In my post, "Can we keep our children Catholic?" I mentioned Pat McDonough's article which refers to the importance of creating a Catholic culture at home for our children's faith formation. There I mentioned that Pope Benedict XVI recounts being a child and the parental blessing he received when leaving home. In his wonderful book, The Spirit of the Liturgy, here is what Benedict says:
Through the Cross, we can become sources of blessing for one another. I shall never forget the devotion and heartfelt care with which my father and mother made the sign of the Cross on the forehead, mouth, and breast of us children when we went away from home, especially when the parting was a long one. This blessing was like an escort that we knew would guide us on our way. It made visible the prayer of our parents, which went with us, and it gave us the assurance that this prayer was supported by the blessing of the Savior. The blessing was also a challenge to us not to go outside the sphere of this blessing. Blessing is a priestly gesture, and so in this sign of the Cross we felt the priesthood of parents, its special dignity and power. I believe that this blessing, which is a perfect expression of the common priesthood of the baptized, should come back in a much stronger way into our daily life and permeate it with the power of the love that comes from the Lord (p. 184).

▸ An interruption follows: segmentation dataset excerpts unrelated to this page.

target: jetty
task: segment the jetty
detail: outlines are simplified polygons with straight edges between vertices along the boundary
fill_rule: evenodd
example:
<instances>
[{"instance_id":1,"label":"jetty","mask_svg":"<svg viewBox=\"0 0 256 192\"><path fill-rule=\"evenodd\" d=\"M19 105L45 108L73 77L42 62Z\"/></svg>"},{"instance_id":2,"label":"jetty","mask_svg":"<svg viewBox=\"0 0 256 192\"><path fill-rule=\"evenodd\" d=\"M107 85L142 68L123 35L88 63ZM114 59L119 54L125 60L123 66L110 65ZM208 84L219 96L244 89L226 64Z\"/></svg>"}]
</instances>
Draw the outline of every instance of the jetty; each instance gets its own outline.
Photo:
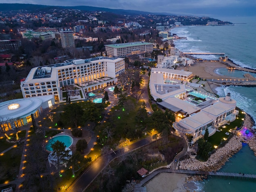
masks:
<instances>
[{"instance_id":1,"label":"jetty","mask_svg":"<svg viewBox=\"0 0 256 192\"><path fill-rule=\"evenodd\" d=\"M184 55L224 55L225 53L208 53L208 52L184 52Z\"/></svg>"},{"instance_id":2,"label":"jetty","mask_svg":"<svg viewBox=\"0 0 256 192\"><path fill-rule=\"evenodd\" d=\"M228 173L225 172L207 172L186 170L175 170L172 169L161 169L155 170L147 176L144 179L136 185L135 188L140 188L146 183L153 179L155 176L161 173L182 173L191 175L211 175L223 177L231 177L232 178L240 178L245 179L254 180L256 179L256 174L246 174L241 173Z\"/></svg>"}]
</instances>

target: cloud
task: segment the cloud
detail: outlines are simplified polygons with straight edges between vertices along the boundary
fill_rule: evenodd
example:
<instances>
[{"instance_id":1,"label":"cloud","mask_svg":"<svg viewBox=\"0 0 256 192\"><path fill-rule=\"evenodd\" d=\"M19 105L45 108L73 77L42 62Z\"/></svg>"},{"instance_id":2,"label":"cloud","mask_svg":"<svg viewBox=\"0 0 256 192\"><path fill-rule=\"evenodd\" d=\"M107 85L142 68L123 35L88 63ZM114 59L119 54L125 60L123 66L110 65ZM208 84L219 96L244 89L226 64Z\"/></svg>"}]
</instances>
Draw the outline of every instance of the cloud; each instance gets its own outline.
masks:
<instances>
[{"instance_id":1,"label":"cloud","mask_svg":"<svg viewBox=\"0 0 256 192\"><path fill-rule=\"evenodd\" d=\"M166 13L180 15L213 15L253 13L256 10L256 1L252 0L2 0L2 3L28 3L64 6L88 6ZM226 13L224 12L226 12Z\"/></svg>"}]
</instances>

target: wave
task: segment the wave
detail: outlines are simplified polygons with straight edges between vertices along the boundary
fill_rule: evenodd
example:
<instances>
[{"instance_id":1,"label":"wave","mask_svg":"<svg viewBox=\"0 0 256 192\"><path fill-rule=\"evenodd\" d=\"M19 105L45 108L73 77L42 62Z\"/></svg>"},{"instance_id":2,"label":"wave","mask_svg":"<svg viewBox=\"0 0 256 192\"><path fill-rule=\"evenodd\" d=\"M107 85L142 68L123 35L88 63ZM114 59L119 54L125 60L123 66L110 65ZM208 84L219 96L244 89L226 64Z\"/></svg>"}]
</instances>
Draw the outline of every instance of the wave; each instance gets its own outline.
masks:
<instances>
[{"instance_id":1,"label":"wave","mask_svg":"<svg viewBox=\"0 0 256 192\"><path fill-rule=\"evenodd\" d=\"M222 86L216 88L215 90L220 97L224 97L228 93L230 93L231 98L236 101L237 107L249 114L255 122L256 122L256 103L255 96L252 94L255 87L245 87L237 86L225 87ZM252 127L256 128L256 126Z\"/></svg>"}]
</instances>

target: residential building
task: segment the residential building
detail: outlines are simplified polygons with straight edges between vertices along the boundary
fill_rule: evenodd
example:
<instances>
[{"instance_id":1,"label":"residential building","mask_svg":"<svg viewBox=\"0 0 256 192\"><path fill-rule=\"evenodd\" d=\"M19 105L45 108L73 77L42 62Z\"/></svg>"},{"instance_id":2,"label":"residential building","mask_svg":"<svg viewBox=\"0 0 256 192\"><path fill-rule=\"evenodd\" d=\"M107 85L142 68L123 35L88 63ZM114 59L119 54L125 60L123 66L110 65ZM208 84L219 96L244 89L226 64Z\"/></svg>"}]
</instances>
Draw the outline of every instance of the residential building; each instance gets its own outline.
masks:
<instances>
[{"instance_id":1,"label":"residential building","mask_svg":"<svg viewBox=\"0 0 256 192\"><path fill-rule=\"evenodd\" d=\"M105 45L107 55L115 57L141 54L153 51L153 44L139 41Z\"/></svg>"},{"instance_id":2,"label":"residential building","mask_svg":"<svg viewBox=\"0 0 256 192\"><path fill-rule=\"evenodd\" d=\"M125 71L122 58L100 56L67 60L32 69L21 82L20 88L24 98L53 95L58 100L62 97L63 87L76 84L85 92L90 92L115 84Z\"/></svg>"},{"instance_id":3,"label":"residential building","mask_svg":"<svg viewBox=\"0 0 256 192\"><path fill-rule=\"evenodd\" d=\"M168 37L168 31L159 31L158 33L159 37L162 38L167 38Z\"/></svg>"},{"instance_id":4,"label":"residential building","mask_svg":"<svg viewBox=\"0 0 256 192\"><path fill-rule=\"evenodd\" d=\"M20 40L0 40L0 52L16 51L21 45Z\"/></svg>"},{"instance_id":5,"label":"residential building","mask_svg":"<svg viewBox=\"0 0 256 192\"><path fill-rule=\"evenodd\" d=\"M74 31L75 33L79 33L80 30L85 29L84 25L76 25L74 27Z\"/></svg>"},{"instance_id":6,"label":"residential building","mask_svg":"<svg viewBox=\"0 0 256 192\"><path fill-rule=\"evenodd\" d=\"M75 47L75 41L73 33L73 31L63 31L60 32L62 47L65 48Z\"/></svg>"}]
</instances>

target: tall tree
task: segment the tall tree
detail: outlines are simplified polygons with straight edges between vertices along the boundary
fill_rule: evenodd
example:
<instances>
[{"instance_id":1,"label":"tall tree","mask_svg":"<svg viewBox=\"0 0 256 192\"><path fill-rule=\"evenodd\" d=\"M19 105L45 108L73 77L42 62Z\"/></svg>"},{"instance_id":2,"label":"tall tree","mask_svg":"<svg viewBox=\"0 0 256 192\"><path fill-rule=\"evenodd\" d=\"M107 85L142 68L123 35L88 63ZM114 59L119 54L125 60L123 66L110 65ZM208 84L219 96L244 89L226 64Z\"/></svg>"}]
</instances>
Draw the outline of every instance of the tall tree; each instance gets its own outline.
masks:
<instances>
[{"instance_id":1,"label":"tall tree","mask_svg":"<svg viewBox=\"0 0 256 192\"><path fill-rule=\"evenodd\" d=\"M56 163L58 168L61 165L66 164L71 158L70 155L70 150L66 149L66 147L63 142L58 140L51 146L53 154L56 158Z\"/></svg>"},{"instance_id":2,"label":"tall tree","mask_svg":"<svg viewBox=\"0 0 256 192\"><path fill-rule=\"evenodd\" d=\"M209 131L208 130L208 128L207 127L205 129L205 132L204 133L204 141L207 141L208 140L209 138Z\"/></svg>"},{"instance_id":3,"label":"tall tree","mask_svg":"<svg viewBox=\"0 0 256 192\"><path fill-rule=\"evenodd\" d=\"M81 123L83 110L80 105L77 103L72 103L65 107L64 116L68 123L73 127L77 127Z\"/></svg>"}]
</instances>

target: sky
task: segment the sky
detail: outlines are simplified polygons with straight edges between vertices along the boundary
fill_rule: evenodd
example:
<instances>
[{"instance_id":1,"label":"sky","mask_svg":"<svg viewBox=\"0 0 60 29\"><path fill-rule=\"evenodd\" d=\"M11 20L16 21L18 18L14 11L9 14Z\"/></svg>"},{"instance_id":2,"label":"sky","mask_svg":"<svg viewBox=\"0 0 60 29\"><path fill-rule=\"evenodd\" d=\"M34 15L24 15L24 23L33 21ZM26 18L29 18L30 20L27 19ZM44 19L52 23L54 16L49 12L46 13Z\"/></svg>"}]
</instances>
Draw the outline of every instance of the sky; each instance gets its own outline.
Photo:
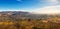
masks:
<instances>
[{"instance_id":1,"label":"sky","mask_svg":"<svg viewBox=\"0 0 60 29\"><path fill-rule=\"evenodd\" d=\"M60 13L60 0L0 0L0 11Z\"/></svg>"}]
</instances>

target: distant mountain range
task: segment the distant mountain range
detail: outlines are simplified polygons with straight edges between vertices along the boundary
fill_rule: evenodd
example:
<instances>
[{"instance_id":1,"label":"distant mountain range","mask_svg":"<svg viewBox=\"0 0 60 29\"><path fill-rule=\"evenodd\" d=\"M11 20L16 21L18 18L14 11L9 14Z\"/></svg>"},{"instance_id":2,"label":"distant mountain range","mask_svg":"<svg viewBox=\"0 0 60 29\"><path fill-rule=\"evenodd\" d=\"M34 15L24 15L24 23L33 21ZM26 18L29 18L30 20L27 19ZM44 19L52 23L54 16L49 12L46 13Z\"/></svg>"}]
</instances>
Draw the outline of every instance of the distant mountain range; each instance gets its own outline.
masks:
<instances>
[{"instance_id":1,"label":"distant mountain range","mask_svg":"<svg viewBox=\"0 0 60 29\"><path fill-rule=\"evenodd\" d=\"M0 12L0 20L5 21L7 20L20 20L20 19L47 19L47 18L53 18L53 17L59 17L60 14L55 15L48 15L48 14L34 14L30 12L23 12L23 11L3 11Z\"/></svg>"}]
</instances>

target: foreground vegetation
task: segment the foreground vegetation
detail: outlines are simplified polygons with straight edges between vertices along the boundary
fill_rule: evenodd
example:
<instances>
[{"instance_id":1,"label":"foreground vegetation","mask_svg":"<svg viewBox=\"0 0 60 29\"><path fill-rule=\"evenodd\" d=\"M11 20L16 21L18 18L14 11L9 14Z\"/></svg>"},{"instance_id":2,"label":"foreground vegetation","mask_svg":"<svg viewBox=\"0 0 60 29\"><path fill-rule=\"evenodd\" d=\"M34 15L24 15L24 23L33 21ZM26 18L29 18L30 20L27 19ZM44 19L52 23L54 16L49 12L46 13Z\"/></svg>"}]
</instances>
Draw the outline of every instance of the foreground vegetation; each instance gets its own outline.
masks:
<instances>
[{"instance_id":1,"label":"foreground vegetation","mask_svg":"<svg viewBox=\"0 0 60 29\"><path fill-rule=\"evenodd\" d=\"M20 19L0 22L0 29L60 29L59 18Z\"/></svg>"}]
</instances>

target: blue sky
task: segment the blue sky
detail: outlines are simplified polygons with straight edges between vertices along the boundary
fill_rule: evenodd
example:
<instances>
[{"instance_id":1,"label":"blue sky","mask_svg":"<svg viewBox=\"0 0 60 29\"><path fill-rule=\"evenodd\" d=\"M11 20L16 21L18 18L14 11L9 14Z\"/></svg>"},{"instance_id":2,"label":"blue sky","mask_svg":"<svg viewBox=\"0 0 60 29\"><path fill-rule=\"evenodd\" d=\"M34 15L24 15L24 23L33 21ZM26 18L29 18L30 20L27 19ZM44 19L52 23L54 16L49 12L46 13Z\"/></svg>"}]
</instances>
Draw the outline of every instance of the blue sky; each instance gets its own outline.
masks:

There is so much in this brief passage. "Through the Cross, we can become sources of blessing for one another." Although the sign of the Cross is usually used in blessing, we don't usually think of the Cross itself as a source of how we can bless each other. As baptized Christians, we have a share in the priesthood of Christ, something else we don't much think about. But as parents we are called to be a blessing to our children. And I was very moved by the Holy Father's urging that parental blessings "should come back in a much stronger way into our daily life and permeate it with the power of the love that comes from the Lord." I was so moved that my wife and I now bless our children at night with the sign of the Cross before they go to bed, and we say a family blessing in the morning when one or all of us leave the house. We need to find more ways to permeate our daily life with visible signs of our Catholic faith.